Feeds

IBM parks parallel file system on Big Data's lawn

Mirror, mirror on the wall, who is the fattest of them all?

Boost IT visibility and business value

The IT universe is seeing a massive collision taking place as the worlds of high-performance computing, big data and warehousing intermingle. IBM is pushing its General Parallel File System (GPFS) further to broaden its footprint in this space, with the 3.5 release adding big data and async replication features as well as customer metadata and more performance.

GPFS is a large-scale file system running on Network Shared Disk (NSD) server nodes with the file data spread over a variety of storage devices and users enjoying parallel access. We got the GPFS 3.5 news from Crispin Keable, IBM's HPC architect based at Basingstoke.

The new release has Active File Management, an asynchronous version of the existing GPFS multi-cluster synchronous replication feature, which enables a central GPFS site to be mirrored with other remote sites, where users then get file access to the mirrored at local instead of wide area network speed. The link is duplex, so updates at either side of it are propagated across.

If the link goes down, the remote site can continue operating using the effectively cached GPFS data. Any updates are cached too, and as a way of preventing old data re-writing more recent data, the update of the central site from an offline remote site coming back online can be restricted to data newer than a pre-set date and time.

One thing to bear in mind is that there is no in-built deduplication in GPFS. If you wanted to reduce the data flowing across such a mirrored link you'd need something like a pair of Diligent dedupe boxes either side of it, or else use some other WAN optimisation/data reduction technique.

RAID and Big data

In petabyte-scale GPFS deployments there can be a thousand or more disks – and disks fail often enough for a RAID re-build to be going on somewhere in the deployment all the time. This limits GPFS performance to the performance of the device upon which the rebuild is taking place.

Keable says that, in de-clustered RAID, the NSD servers farm out GPFS to clients and have spare CPU capacity. They can use this to run software RAID. GPFS deployments can have data blocks randomly scattered across JBOD disks and this provides a stronger RAID scheme than RAID 6, says Keable. The big plus here is that it spreads the RAID re-build work across the entire disk farm, which helps the GPFS's performance to rise.
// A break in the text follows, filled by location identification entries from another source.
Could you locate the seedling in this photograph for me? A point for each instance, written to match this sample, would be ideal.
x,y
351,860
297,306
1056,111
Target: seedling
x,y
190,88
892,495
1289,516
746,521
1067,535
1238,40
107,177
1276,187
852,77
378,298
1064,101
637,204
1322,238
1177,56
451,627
Keable says this feature, which is a block-level algorithm and so capable of dealing with ever-larger disk capacities, was released on POWER 7.

He said IBM expected GPFS customers to use flash storage with de-clustered RAID "to hold its specific metadata – the V-disk as it's called."

GPFS is pretty much independent of what goes on below, the physical storage.

GPFS 3.5 can also be run in a shared-nothing, Hadoop-style cluster and is POSIX-compliant, unlike Hadoop's HFS. Keable says GPFS 3.5 is big-data capable and can deliver "big insights" from what he termed a "big insight cluster". This release of GPFS does not, however, have any HFS import facility.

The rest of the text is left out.